Bobby Zombie (thinking): Passed out!
Bobby Zombie (thinking): Some of us are out cold and some of us are in cold!
Bobby Zombie (thinking): I can't pry the remote from her hand!
Bobby Zombie (thinking): Rigor mortis versus rigor mortis?
Bobby Zombie (thinking): Now I'm in limbo about what to do?
Bobby Zombie: Oof!
Bobby Body: Nyuk, nyuk, nyuk, nyuk, nyuk, nyuk!
Bobby Zombie (thinking): I'm.......uh.....He's doing the Curley Shuffle! Nice footwork, I have to remember to add this part of the Curley program to my Dance program choices!
(we see the Bobbies from the waist up in the foreground)
Bobby Zombie (thinking): He's smearing me and with good reason! I reviewed all of the episodes of the Three Stooges in which Curley and Moe duked it out and statistics showed me they were equally matched!
Bobby Zombie (thinking): But then the tie was broken because I found the all important missing Lost Episode!
Bobby Zombie (thinking): And he's smearing me, not surprisingly, since it's fairly easy to whip a dead person!
(We see the zombie approaching the telephone)
Bobby Ghost (thinking): Useless! All of the bones are broken!
Bobby Ghost (thinking): This dead body is completely dead!
Zombie: Hello, it's about time you called! Do you know how long I've been waiting for you?
Zombie: Six hours! So, what's the idea of transporting me to the wrong place? Is this how you treat all of your first class customers?
Zombie: You can bet my lawyers are going to hear about this!
Bobby Ginger: Hey, this is the wrong remote!
Bobby Ginger: My Bobby Body is wearing the suit I sleep in every night! I must have forgotten to change this morning when I woke up!

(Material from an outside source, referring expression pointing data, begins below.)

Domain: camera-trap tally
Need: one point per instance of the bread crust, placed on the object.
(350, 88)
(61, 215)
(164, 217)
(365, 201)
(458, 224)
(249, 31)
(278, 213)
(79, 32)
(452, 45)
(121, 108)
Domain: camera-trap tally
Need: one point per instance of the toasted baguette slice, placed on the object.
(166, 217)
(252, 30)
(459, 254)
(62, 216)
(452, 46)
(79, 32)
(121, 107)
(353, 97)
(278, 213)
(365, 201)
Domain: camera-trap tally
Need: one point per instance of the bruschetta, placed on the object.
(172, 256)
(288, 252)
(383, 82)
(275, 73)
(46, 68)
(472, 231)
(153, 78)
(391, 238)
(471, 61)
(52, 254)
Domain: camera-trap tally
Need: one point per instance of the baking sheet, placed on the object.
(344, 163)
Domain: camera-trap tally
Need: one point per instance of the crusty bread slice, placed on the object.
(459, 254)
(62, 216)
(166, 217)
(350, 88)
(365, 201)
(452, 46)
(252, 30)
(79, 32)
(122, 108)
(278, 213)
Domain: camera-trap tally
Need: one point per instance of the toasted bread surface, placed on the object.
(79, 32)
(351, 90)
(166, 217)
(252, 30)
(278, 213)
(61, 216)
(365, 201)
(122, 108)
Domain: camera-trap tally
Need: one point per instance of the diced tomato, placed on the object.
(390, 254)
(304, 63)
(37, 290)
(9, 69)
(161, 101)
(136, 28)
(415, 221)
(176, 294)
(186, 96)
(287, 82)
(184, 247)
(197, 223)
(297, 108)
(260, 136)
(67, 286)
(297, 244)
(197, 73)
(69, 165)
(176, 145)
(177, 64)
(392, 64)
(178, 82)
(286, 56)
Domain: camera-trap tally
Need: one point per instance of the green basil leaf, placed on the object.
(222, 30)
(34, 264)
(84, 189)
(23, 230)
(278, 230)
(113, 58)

Voice from the telephone: I hope you're taking me to the right destination this time!
Voice: And I hope you're serving meals on this flight, this stupid ordeal has left me really hungry!

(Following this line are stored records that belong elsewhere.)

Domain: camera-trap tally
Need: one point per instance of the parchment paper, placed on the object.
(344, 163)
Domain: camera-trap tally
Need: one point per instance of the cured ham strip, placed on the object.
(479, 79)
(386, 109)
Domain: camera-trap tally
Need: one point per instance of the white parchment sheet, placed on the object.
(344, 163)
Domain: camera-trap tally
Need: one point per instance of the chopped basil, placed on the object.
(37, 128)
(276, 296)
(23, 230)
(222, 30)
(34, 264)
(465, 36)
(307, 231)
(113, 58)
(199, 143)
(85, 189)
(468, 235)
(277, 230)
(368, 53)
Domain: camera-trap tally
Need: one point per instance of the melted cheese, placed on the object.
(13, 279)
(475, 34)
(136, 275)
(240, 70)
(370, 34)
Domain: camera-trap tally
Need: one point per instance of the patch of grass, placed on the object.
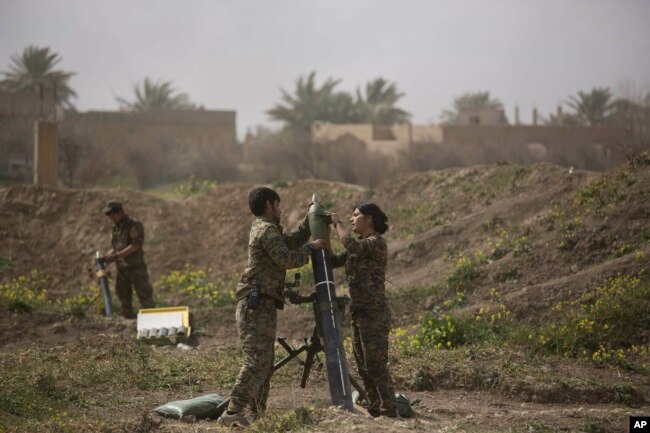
(193, 186)
(77, 306)
(599, 321)
(464, 271)
(507, 276)
(24, 293)
(45, 385)
(6, 262)
(294, 420)
(279, 184)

Bobby Ginger: Simple remedy! Clicking it off will restore everything back to normal!
Bobby Body: Nyuk! Nyuk! Nyuk!
Bobby (thinking): A simple out-of-body inexperience!
Bobby (thinking): I should have recognized what was going on automatically because of all of the surreality in effect!
Bobby: Ginger, where are you?
Ginger: Oh, of course you are! I must have fallen asleep!
Bobby (thinking): That's because my Lucid Dream State program was running in full conscious mode and it affects anyone that happens to be within my immediate environment!
Bobby (thinking): Thank goodness this wide-awake subconscious state has no real side effects on normal people!